11                  The grounds on which costs are awarded upon an indemnity basis are discussed by Sheppard J in Colgate-Palmolive Co v Cussons Pty Ltd (1993) 46 FCR 225.  After a comprehensive review of the authorities at 569-570, his Honour distilled a number of guidelines.  His Honour referred to the ordinary rule that where a Court orders that costs be paid, it is on a party and party basis, and that the Court ought not make an order for the payment of costs on some basis other than party and party unless there is some special or unusual feature in the case to justify departure from the ordinary rule.  The categories of case for which indemnity costs are awarded are not closed.  The discretion of the Court is absolute and unfettered although it must be exercised in a judicial manner.  One of the relevant matters to take into account is the existence of an offer for settlement.

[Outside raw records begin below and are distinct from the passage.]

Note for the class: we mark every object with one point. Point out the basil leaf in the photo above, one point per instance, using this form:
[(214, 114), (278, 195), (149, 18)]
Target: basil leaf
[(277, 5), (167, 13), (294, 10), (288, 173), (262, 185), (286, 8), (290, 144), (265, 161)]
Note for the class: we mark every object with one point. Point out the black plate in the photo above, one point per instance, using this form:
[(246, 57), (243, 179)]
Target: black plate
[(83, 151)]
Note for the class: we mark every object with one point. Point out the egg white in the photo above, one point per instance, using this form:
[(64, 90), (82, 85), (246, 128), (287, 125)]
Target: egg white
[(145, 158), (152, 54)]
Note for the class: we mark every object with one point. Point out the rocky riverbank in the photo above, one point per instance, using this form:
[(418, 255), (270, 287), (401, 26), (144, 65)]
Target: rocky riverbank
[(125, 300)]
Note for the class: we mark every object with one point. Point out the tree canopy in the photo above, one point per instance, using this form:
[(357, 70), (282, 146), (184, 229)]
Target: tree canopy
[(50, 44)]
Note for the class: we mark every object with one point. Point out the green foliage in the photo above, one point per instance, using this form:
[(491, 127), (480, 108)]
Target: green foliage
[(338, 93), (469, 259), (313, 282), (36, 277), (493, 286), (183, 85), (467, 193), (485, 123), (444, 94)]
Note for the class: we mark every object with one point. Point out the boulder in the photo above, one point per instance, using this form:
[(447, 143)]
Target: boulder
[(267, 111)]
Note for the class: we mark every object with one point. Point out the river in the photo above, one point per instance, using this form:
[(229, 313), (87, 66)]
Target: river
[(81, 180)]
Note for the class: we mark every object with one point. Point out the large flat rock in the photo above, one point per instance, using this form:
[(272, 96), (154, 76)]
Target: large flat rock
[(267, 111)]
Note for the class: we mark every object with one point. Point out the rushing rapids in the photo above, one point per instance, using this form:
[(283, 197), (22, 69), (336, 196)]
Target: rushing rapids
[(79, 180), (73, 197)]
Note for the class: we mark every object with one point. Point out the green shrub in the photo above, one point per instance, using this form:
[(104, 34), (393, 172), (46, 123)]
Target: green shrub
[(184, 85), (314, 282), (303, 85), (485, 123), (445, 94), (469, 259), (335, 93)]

12                  The weight to be given to the existence of an offer to settle prior to the conclusion of the hearing depends on the reasonableness of the failure by the relevant party to accept the offer.  A distinction has been drawn in the authorities between a genuine offer of a realistic compromise, and a demand to capitulate in circumstances where the case has some prospect of success. The question posed is whether the offer advanced by the party is designed merely to trigger costs sanctions, in which case it would not be treated as a genuine offer of compromise, or whether it is an offer of a significant benefit, in which case it could be so treated.  A refusal to acknowledge any substance in the opposing party’s case will usually not be sufficient of itself to warrant the making of a costs award on a solicitor client basis.  The existence of a Calderbank offer, and its significance and importance, depends on the terms of the offer considered in the circumstances of each case and it is one factor to weigh and balance when exercising in a judicial manner the unfettered discretion conferred.  Some authorities refer to the concept of “delinquency” on the part of the unsuccessful party as a significant consideration.  In the present case, having regard to the submissions made and the evidence, I am not persuaded that it can be said that the unsuccessful party, namely, Baygol, could be said to have engaged in any “delinquency” in the sense that expression is used by Gaudron and Gummow JJ in Oshlack v Richmond River Council (1998) 193 CLR 72 at [44].

13                  In this case, there was no application by Foamex to strike out Baygol’s case and the preliminary question was heard over a four day period.  This omission to attempt to strike out is a relevant circumstance because if it had been the intention to reduce the cost burden on Foamex and the case was considered to be hopeless, then the logical course would have been to make a strike out application.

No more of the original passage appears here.